11) Le 23 janvier 2008, Mr Philippe AGHION, membre de la « Commission pour la libération de la croissance française » ( https://www.rpvconseil.com/texte/Attali.pdf ), publiait, au sein de son Rapport :

« DÉCISION 213

« Supprimer totalement les avoués près les cours d’appel (444 avoués regroupés en 235 offices).

Les avoués près les cours d’appel ont le monopole de la représentation devant la cour d’appel pour tous les actes de procédure.

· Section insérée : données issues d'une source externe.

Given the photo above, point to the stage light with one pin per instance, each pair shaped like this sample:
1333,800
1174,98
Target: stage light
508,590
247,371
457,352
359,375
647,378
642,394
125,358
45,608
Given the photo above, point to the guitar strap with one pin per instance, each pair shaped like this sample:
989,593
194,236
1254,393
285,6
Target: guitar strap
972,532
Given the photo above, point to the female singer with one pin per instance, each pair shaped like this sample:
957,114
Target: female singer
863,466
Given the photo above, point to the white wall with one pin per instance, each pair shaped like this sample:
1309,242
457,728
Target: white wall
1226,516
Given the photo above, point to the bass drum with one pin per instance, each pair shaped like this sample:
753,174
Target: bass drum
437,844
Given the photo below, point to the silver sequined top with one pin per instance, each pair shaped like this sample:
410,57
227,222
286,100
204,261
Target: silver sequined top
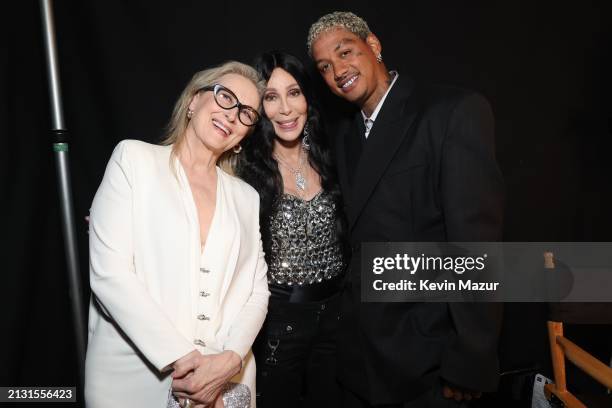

Leur monopole avait déjà été supprimé en 1971 pour les actes de représentation devant les tribunaux de grande instance. Les avoués avaient alors été indemnisés de la perte de leur monopole, au terme cependant d’un débat législatif qui avait remis en question l’existence d’un droit de propriété dans la mesure où la réforme ne s’accompagnait pas de la perte d’un bien. La situation actuelle ne se justifie en aucune manière. Dans l’immense majorité des cas, les avoués ne rédigent plus les conclusions (sic) devant les cours d’appel. Leurs honoraires (re-sic) sont liés au montant du litige et sont perçus indépendamment de l’issue de la procédure, ce qui crée un surcoût artificiel à l’accès à la justice. Dans l’ensemble, leur valeur ajoutée par rapport aux avocats est de plus en plus difficile à justifier pour les justiciables. Il convient donc de supprimer la profession d’avoué près les cours d’appel et de permettre à tous ces professionnels de devenir avocats. »

Codicille : dans la version imprimée du rapport, annexe des organismes auditionnés, figure un « Conseil National des avoués près les Cours d’appel », Conseil qui n’a jamais existé que dans l’imagination de son auteur. 

 

12) Les avoués, certes titulaires d’un monopole de postulation, n’en avaient pas moins un mandat impératif, c’est-à-dire qu’ils avaient l’obligation de se constituer (représenter) au nom de tout justiciable les requérant, le dossier fut’ il insoutenable, donc sans pouvoir le refuser ; puis de tout mettre en œuvre pour le gagner, au besoin avec des moyens de procédure, ce que 2.475 ans (451 avant JC - 2025 après JC) d’expérience conféraient au litige une égalité des armes.